Il a ajouté que le sentiment des hauts responsables financiers mondiaux lors de la réunion du Fonds monétaire international le mois dernier était «vraiment le plus négatif dont je me souvienne ».

Nicolas Trindale, gestionnaire de fonds à la société financière française Axa, a déclaré que l'abaissement de la note était un « rappel brutal que les États-Unis ne devraient pas considérer comme acquis leur “privilège exorbitant” qui leur a permis d'émettre de la dette à un coût relativement faible malgré un déficit budgétaire très élevé ».

Les commentaires de Yesha Yadav, professeur à la Vanderbilt Law School qui étudie le marché du Trésor, au FT ont mis en évidence l'orientation politique de la décision de Moody's. Il a déclaré que c'était « la première fois qu'un pays était confronté à une telle situation ».

Il s'agit, selon lui, d’un « brusque retour à la réalité pour un pronostic de plus en plus sombre pour la gestion de la dette publique américaine » et d'une « réprimande adressée aux décideurs politiques pour qu'ils se concentrent sur les réformes nécessaires afin de garantir que le crédit américain conserve son éclat en tant qu'actif sans risque essentiel dans le monde ».

La crise de la dette présente deux aspects. Elle a des racines objectives dans la crise profonde du capitalisme américain, qui se développe depuis des décennies. Mais elle est aussi le résultat des décisions politiques prises par l'élite dirigeante en réponse à cette crise.

L'une des principales composantes a été l'augmentation constante des dépenses d'armement, l'impérialisme américain ayant cherché à contrer son déclin économique en recourant à la puissance militaire.

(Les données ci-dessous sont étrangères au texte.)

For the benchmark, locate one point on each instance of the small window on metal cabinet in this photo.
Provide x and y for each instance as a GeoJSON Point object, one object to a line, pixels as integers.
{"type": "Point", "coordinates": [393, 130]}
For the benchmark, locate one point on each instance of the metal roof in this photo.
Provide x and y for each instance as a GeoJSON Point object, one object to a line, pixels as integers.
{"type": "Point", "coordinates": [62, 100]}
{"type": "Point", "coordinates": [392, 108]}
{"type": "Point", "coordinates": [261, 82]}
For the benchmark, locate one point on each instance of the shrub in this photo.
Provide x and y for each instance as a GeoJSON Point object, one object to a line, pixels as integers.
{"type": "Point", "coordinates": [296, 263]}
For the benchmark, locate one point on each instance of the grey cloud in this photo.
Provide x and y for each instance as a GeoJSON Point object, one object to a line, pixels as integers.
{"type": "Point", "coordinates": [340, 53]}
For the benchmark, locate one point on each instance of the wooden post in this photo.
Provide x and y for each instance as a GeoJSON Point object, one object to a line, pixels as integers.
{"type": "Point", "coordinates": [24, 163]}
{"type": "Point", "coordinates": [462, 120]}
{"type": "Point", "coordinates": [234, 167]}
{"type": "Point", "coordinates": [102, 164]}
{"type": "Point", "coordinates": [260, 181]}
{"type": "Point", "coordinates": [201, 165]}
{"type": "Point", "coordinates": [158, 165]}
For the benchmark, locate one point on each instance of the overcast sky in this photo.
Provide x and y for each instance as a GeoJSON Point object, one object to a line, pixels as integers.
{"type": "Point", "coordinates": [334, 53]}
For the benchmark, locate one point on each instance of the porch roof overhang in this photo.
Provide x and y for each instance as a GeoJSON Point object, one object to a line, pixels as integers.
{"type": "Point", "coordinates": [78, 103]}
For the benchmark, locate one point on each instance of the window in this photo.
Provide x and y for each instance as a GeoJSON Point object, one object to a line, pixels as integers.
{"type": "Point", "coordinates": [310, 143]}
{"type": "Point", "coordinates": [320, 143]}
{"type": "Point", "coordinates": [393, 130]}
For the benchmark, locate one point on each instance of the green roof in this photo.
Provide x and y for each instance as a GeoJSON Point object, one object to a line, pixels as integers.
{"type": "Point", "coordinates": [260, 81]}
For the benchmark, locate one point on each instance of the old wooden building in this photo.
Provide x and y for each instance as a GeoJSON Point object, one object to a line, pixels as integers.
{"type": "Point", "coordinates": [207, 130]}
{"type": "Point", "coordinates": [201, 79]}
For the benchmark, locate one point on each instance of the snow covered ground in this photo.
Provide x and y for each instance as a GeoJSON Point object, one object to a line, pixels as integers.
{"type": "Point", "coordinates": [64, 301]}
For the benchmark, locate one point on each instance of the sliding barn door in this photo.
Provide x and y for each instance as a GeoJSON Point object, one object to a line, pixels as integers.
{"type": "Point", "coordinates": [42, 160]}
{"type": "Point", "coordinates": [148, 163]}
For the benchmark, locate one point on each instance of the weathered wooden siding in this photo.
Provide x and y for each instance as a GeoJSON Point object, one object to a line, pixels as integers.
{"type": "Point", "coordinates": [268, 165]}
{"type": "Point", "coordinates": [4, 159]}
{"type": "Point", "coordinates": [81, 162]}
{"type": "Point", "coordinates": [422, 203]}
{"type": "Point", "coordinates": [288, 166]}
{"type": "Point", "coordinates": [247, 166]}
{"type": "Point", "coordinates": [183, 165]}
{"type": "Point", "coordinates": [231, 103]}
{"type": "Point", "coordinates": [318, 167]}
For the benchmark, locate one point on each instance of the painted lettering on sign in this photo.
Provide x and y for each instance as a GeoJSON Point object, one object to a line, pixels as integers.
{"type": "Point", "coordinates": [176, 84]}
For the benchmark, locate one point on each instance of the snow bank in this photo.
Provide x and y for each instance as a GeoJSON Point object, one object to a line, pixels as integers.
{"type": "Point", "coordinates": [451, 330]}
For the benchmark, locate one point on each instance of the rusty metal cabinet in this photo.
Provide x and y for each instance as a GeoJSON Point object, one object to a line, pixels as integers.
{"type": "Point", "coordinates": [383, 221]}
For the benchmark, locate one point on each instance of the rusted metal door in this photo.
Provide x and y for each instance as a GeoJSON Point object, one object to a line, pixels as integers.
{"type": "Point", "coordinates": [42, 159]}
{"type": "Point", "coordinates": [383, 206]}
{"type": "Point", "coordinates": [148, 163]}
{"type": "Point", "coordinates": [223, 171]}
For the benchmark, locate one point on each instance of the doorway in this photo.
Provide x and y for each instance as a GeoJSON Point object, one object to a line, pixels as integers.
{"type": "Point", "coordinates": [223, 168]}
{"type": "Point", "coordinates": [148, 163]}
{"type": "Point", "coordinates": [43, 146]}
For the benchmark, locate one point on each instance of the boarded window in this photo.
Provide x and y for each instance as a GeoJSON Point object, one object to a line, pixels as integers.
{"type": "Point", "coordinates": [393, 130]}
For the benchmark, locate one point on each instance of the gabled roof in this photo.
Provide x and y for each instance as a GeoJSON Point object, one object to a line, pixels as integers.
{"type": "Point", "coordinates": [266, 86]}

Au cours des 15 dernières années, en particulier depuis la crise financière de 2008, les coffres du Trésor ont été la source de renflouements gouvernementaux pour les grandes entreprises, à hauteur de centaines de milliards de dollars.

La Réserve fédérale a ouvert ses vannes pour fournir des milliers de milliards de dollars d'argent ultra bon marché à la spéculation financière, portant la fortune des oligarques financiers à des niveaux stratosphériques.

Les appels aux « réformes » ne signifient pas un renversement de ces politiques désastreuses, mais plutôt une intensification de l'assaut contre la classe ouvrière actuellement mis en œuvre par le biais du processus de réconciliation budgétaire visant à réduire de centaines de milliards de dollars le budget de Medicaid et d'autres services sociaux vitaux.

Bien que ces attaques soient mises en œuvre par Trump, elles sont la réponse de l'ensemble de la classe dirigeante à l'aggravation de la crise du système capitaliste. La voie à suivre par la classe ouvrière pour s'opposer au programme de guerre, de dictature et de dévastation sociale est le développement d'une offensive sociale et politique pour un programme socialiste visant à renverser le pouvoir corporatif et financier et à reconstruire l'ensemble de l'économie.